A Kaiser tracking poll released Friday morning finds 47% of those asked want to see the law expanded or kept as is, with slightly more supporting the status quo. By contrast, only 37% wanted the law repealed. Respondents were given the option to choose if they wanted the law repealed and replaced with a Republican alternative or simply repealed with no replacement legislation, and the hypothetical Republican replacement plan turned out to be the least popular answer, with only 13% supporting such a path. More people (16%) said they had no opinion at all.
Among Republicans, only 29% support repealing the law and replacing it with a plan from their party, while 42% just want the law repealed and nothing else. Democrats are most likely to want to expand the law (40%) although keeping it as is came in a very close second place (39%).
That's not the only bad news for Republicans coming from the poll. It turns out far more Americans have been paying attention to the government shutdown than the problems with the insurance exchange rollout. Three quarters of respondents said they followed the fight over the government shutdown and debt ceiling either very closely (44%) or fairly closely (31%). That's higher than the number who said they followed the economy very or fairly closely during the same period. On the other hand, just about half said they paid attention to news coverage of the technical glitches associated with the website very closely (22%) or fairly closely (31%).

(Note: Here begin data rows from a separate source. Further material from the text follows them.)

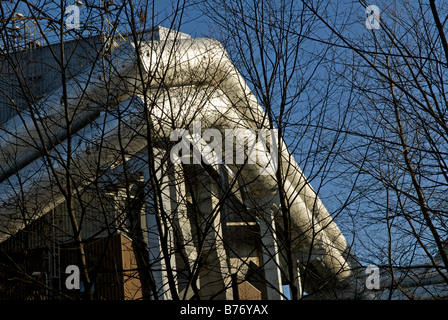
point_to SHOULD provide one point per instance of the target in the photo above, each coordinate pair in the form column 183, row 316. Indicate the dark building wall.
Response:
column 111, row 263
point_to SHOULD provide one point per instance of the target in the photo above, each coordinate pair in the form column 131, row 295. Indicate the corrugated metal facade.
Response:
column 27, row 75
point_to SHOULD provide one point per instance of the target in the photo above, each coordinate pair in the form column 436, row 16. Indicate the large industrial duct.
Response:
column 169, row 67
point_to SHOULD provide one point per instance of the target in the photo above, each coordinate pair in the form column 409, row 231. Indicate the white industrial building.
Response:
column 124, row 112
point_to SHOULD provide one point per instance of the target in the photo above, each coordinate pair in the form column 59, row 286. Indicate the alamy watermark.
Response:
column 241, row 146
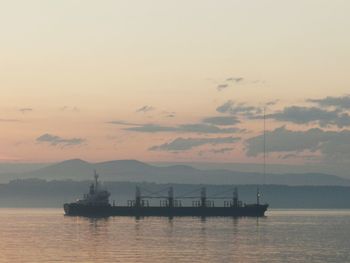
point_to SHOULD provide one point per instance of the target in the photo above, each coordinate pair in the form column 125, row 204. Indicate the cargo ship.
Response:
column 96, row 204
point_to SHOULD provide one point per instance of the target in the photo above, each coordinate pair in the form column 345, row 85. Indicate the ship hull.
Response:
column 74, row 209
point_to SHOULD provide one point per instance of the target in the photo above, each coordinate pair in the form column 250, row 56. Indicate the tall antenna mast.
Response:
column 264, row 146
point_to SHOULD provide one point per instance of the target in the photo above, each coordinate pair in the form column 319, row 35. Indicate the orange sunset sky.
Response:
column 174, row 80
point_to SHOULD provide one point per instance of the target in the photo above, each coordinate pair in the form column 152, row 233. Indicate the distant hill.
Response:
column 42, row 193
column 136, row 171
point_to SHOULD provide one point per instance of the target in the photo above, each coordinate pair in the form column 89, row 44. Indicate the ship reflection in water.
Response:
column 44, row 235
column 96, row 204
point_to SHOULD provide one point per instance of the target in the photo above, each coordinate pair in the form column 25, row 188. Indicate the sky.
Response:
column 175, row 80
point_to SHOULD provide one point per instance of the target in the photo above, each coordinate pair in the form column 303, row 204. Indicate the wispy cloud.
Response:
column 25, row 110
column 309, row 115
column 234, row 108
column 59, row 141
column 333, row 145
column 222, row 150
column 221, row 87
column 69, row 108
column 145, row 109
column 342, row 102
column 9, row 120
column 229, row 81
column 189, row 128
column 184, row 144
column 222, row 120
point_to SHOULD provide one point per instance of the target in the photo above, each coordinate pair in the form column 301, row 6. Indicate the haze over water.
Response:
column 46, row 235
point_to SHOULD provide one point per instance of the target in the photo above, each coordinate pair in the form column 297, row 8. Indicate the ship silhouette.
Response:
column 96, row 204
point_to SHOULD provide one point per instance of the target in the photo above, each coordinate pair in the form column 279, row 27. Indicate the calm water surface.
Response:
column 46, row 235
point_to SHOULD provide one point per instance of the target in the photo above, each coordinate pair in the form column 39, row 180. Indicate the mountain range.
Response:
column 136, row 171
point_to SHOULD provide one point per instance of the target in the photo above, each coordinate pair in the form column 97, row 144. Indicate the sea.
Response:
column 47, row 235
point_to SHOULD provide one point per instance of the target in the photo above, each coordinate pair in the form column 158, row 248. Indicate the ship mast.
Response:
column 96, row 180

Of those who paid attention to stories about the website's glitches, nearly half give the federal government a "poor" grade for the implementation of the Affordable Care Act so far. Only one in three gave the "fair" grade, less than 1 in 5 said "good" and a mere 2% said "excellent."
In general, despite the "poor" rollout, opinions on the Affordable Care Act remain largely unchanged, with 44% saying they have an unfavorable view of the law and 38% saying they favor it. Those favorable ratings have been roughly since the question was first asked in February. That relatively static report contrasts with an NBC/WSJ poll released earlier this week which found support for the law has declined over the last month.